The MIT Media Lab and the Digital Currency Initiative did not respond to new requests for comment by The Rage on the latest emails.


What this means for Bitcoin’s “neutrality” story

For Bitcoin’s code and network, these revelations change little in a technical sense; consensus rules aren’t rewritten by donor lists. But they do complicate a favoured narrative: that Bitcoin’s reference implementation emerged from a purely grassroots, cypherpunk funding model.

The reality, once again, looks messier. In 2015, as Bitcoin Foundation money evaporated under the weight of its own governance and reputational failures, MIT stepped in with a package underwritten (at least in part) by Jeffrey Epstein and his circle. Developers say the funding did not buy influence. Still, the optics are stark: the world’s flagship “neutral”, non-state monetary project quietly relied on money from one of the most toxic figures in modern finance.

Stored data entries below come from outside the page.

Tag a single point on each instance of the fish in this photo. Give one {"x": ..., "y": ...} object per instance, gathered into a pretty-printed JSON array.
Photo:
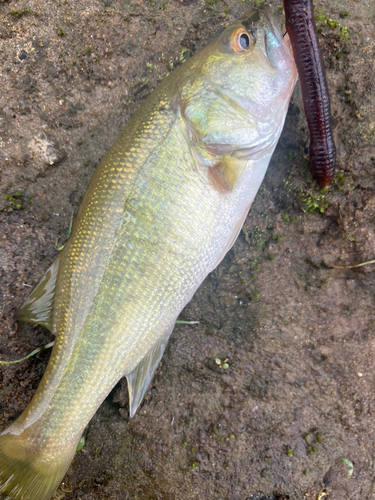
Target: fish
[{"x": 163, "y": 208}]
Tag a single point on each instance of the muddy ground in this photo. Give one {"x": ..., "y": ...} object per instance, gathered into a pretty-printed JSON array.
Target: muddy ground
[{"x": 297, "y": 334}]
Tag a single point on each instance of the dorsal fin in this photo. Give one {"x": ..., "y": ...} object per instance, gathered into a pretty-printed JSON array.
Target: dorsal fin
[
  {"x": 37, "y": 307},
  {"x": 139, "y": 379}
]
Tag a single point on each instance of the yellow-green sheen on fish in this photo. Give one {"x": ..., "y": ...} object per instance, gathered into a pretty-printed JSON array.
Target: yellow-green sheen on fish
[{"x": 161, "y": 211}]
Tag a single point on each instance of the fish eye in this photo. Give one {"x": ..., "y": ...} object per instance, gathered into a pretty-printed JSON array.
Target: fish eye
[
  {"x": 241, "y": 41},
  {"x": 245, "y": 41}
]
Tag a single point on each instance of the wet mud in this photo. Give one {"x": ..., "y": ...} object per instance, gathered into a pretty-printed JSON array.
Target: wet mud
[{"x": 271, "y": 395}]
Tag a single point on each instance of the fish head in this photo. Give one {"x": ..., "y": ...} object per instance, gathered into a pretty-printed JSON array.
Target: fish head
[{"x": 235, "y": 100}]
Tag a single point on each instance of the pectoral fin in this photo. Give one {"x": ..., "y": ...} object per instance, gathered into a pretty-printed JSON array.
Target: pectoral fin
[
  {"x": 139, "y": 379},
  {"x": 225, "y": 174},
  {"x": 37, "y": 308}
]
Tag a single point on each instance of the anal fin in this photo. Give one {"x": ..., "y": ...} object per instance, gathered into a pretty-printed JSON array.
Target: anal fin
[
  {"x": 37, "y": 307},
  {"x": 139, "y": 379}
]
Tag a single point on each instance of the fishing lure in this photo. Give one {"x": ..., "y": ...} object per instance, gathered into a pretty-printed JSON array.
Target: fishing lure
[{"x": 300, "y": 25}]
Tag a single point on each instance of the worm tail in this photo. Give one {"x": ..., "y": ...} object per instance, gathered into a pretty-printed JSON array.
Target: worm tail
[{"x": 300, "y": 25}]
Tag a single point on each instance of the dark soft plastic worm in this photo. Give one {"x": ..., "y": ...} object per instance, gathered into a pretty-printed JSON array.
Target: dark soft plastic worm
[{"x": 300, "y": 25}]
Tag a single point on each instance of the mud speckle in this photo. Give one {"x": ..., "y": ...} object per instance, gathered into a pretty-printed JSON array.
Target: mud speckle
[{"x": 297, "y": 334}]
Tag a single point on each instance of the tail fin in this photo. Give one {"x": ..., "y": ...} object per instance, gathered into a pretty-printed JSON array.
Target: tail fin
[{"x": 24, "y": 475}]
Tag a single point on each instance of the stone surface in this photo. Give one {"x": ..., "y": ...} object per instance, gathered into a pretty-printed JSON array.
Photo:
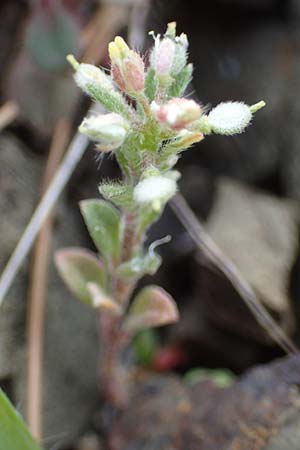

If there’s a lesson here for Bitcoin and the wider open-source ecosystem, it’s not that core development is captured, but that funding transparency matters as much as open code. Donors eventually come to light. The only real choice is whether communities find out on their own timelines, or in someone else’s leaked inbox.

Disclosure: This article is for information purposes only and does not constitute investment, legal, tax, or moral advice. Do your own research.